«La marine nous suivait, et pour arrêter la patera, elle a utilisé un instrument tranchant, un couteau attaché à un bâton, qui a perforé le canot pneumatique, ce qui a provoqué la noyade». Cette fois-ci, le témoignage n'est pas recueilli par un «hostile» journal espagnol, mais par une association marocaine, l'AFVIC (Association des amis et familles des victimes de l'immigration clandestine).
Les propos se rapportent au tristement célèbre naufrage, le 28 avril dernier, d'un canot pneumatique avec, à son bord, soixante candidats subsahariens à l'immigration clandestine. Ils confirment les informations relatées par le quotidien «El Pais», mettant en cause des membres de la Marine royale marocaine dans un drame qui a fait selon l'association 29 morts, dont 4 enfants et 4 femmes. Une mise en cause décriée de toutes parts du côté des officiels marocains. Une commission d'enquête de l'association a donc dû mener ses propres investigations en interrogeant huit survivants et en reconstituant le film des événements. Des témoignages, on apprendra qu'elles étaient deux pateras à prendre le départ vers les côtes espagnoles à partir d'El Hoceima. La première embarcation a été interceptée par la Marine royale marocaine et remorquée vers les côtes marocaines.

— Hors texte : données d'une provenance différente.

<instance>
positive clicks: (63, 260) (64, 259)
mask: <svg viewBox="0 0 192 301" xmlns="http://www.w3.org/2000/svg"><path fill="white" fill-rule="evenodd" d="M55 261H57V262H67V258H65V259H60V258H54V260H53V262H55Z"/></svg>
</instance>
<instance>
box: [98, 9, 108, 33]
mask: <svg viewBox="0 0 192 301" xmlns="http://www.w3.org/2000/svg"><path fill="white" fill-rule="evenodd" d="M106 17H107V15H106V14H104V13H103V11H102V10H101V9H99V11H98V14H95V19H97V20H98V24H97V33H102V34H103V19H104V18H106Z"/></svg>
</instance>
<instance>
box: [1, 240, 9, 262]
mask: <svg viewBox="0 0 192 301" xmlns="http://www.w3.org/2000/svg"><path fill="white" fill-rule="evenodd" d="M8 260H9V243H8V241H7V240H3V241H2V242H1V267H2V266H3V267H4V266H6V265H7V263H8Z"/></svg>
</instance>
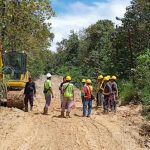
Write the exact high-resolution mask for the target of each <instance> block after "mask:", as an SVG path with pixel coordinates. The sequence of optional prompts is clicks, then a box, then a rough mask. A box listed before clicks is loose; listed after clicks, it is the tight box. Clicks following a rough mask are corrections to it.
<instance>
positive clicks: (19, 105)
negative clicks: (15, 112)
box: [7, 90, 24, 109]
mask: <svg viewBox="0 0 150 150" xmlns="http://www.w3.org/2000/svg"><path fill="white" fill-rule="evenodd" d="M7 106H8V107H16V108H18V109H23V108H24V94H23V90H21V91H9V92H8V93H7Z"/></svg>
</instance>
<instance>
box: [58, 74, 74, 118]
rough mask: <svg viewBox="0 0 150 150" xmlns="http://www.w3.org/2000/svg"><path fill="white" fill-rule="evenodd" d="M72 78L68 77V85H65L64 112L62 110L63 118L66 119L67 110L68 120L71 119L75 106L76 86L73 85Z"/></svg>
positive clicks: (64, 91) (63, 106) (64, 84)
mask: <svg viewBox="0 0 150 150" xmlns="http://www.w3.org/2000/svg"><path fill="white" fill-rule="evenodd" d="M71 80H72V79H71V77H70V76H66V83H64V84H63V86H62V88H63V95H64V98H63V103H62V110H61V117H65V115H64V113H65V109H67V112H66V118H70V112H71V109H72V107H73V106H74V105H75V102H74V85H73V84H72V83H71Z"/></svg>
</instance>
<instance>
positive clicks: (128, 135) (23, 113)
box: [0, 76, 148, 150]
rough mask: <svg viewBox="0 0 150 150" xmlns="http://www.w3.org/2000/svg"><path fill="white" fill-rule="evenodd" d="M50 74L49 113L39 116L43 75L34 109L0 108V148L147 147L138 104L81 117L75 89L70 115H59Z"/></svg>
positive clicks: (56, 88) (95, 149)
mask: <svg viewBox="0 0 150 150" xmlns="http://www.w3.org/2000/svg"><path fill="white" fill-rule="evenodd" d="M61 80H62V79H61V77H58V76H53V89H54V91H55V92H54V93H55V98H54V99H53V101H52V105H51V107H50V109H49V115H42V111H43V106H44V96H43V93H42V91H43V82H44V78H43V77H42V78H40V79H39V80H37V81H36V85H37V95H36V98H35V99H36V100H35V104H34V105H35V106H34V110H33V111H32V112H28V113H25V112H23V111H21V110H18V109H15V108H2V107H1V108H0V150H147V149H148V147H145V144H144V143H145V139H144V138H143V137H140V136H139V127H140V125H141V124H142V122H144V119H143V118H142V117H141V116H140V115H139V112H138V111H139V109H140V106H131V107H120V108H118V112H117V114H116V115H115V114H109V115H103V114H102V110H101V109H100V108H99V109H98V110H96V109H93V112H92V113H93V114H92V117H91V118H86V117H84V118H83V117H81V116H82V107H81V100H80V92H79V91H78V90H76V98H75V99H76V109H74V110H73V111H72V113H71V116H72V118H69V119H66V118H59V117H58V116H59V115H60V101H59V91H58V85H59V83H60V82H61Z"/></svg>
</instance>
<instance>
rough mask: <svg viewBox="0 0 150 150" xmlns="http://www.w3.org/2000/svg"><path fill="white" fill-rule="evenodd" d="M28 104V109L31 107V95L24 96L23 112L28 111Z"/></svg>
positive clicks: (31, 99) (31, 101)
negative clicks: (28, 102)
mask: <svg viewBox="0 0 150 150" xmlns="http://www.w3.org/2000/svg"><path fill="white" fill-rule="evenodd" d="M28 102H29V103H30V108H31V109H32V107H33V95H25V98H24V104H25V110H26V111H28Z"/></svg>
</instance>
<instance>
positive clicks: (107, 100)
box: [103, 76, 112, 113]
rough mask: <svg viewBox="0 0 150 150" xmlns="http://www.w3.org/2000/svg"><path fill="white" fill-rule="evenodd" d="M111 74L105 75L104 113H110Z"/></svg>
mask: <svg viewBox="0 0 150 150" xmlns="http://www.w3.org/2000/svg"><path fill="white" fill-rule="evenodd" d="M109 80H110V78H109V76H106V77H104V90H103V95H104V102H103V108H104V113H108V108H109V98H110V95H111V93H112V89H111V86H110V84H109Z"/></svg>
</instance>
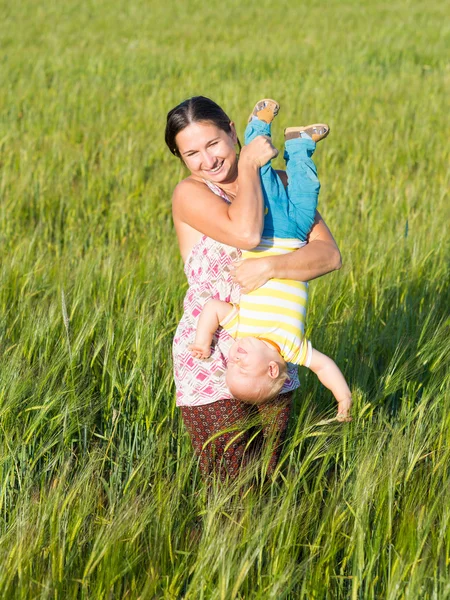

Peu après, la seconde patera a à son tour été arrêtée. «Contrairement à la première, elle a refusé d'obtempérer aux sommations de la Marine royale. Parmi les passagers, se trouvait le connexion man, personne qui a en sa possession l'argent des passagers», lit-on dans le rapport de I'AFVIC. Ce qui explique le fait que la patera ne se soit pas arrêtée. «La Marine royale nous suivait à la même vitesse, les soldats ont volontairement perforé le bateau pneumatique», dit un témoin. En l'espace de quelques minutes, un côté du zodiac s'est dégonflé, provoquant le chavirement de l'autre bord de l'embarcation. Cette arrestation a entraîné un mouvement de panique. Certains ont tenté de se rattacher au zodiac et ont péri noyés. Un deuxième navire de la Marine royale a rejoint le lieu du drame et a tenté de porter secours aux victimes et assistance aux rescapés. «Mais c'était déjà trop tard pour beaucoup de morts.... On nous a jeté une corde, c'est avec cela qu'on nous a sauvés», dit un autre témoin cité dans le rapport.